Neulich sichtete ich in mein­er Buch­hand­lung die Wan­der­lit­er­atur. Kämpfte mich mit schiefem Kopf durch die Buchrück­en im Regal. Über­flog die aufwendig aufgemacht­en Bild­bände auf dem Tisch. Hän­gen blieb mein Blick an einem kleinen unschein­baren Taschen­buch: Vom Wan­dern – Neue Wege zu ein­er alten Kun­st“ von Ulrich Grober.

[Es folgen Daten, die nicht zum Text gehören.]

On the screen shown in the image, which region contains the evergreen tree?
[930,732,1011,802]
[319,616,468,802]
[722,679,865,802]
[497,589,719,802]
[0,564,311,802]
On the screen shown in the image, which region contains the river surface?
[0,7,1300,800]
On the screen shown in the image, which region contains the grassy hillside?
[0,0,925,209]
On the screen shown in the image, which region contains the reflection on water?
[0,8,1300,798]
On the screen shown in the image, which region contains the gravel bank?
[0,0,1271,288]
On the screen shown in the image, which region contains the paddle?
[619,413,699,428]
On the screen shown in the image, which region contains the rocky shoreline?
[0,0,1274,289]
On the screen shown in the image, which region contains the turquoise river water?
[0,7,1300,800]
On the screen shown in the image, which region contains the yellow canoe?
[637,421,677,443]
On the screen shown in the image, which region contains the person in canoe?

Auf dem Titel läuft ein Mann im Son­nen­schein eine Bergstraße hinab, den Ruck­sack lock­er auf den Schul­tern. Ein­fach ver­schwinden. Los­ge­hen. Vier bis fünf Kilo­me­ter in der Stunde zu Fuß zurücklegen…Ziele, Routen, Pausen sel­ber wählen. Rich­tun­gen ändern, Vom Weg abwe­ichen…“, so begin­nt Ulrich Grober sein philosophis­ches Bre­vi­er über seine Art zu wan­dern. Die ersten Sätze gefall­en mir auf Anhieb.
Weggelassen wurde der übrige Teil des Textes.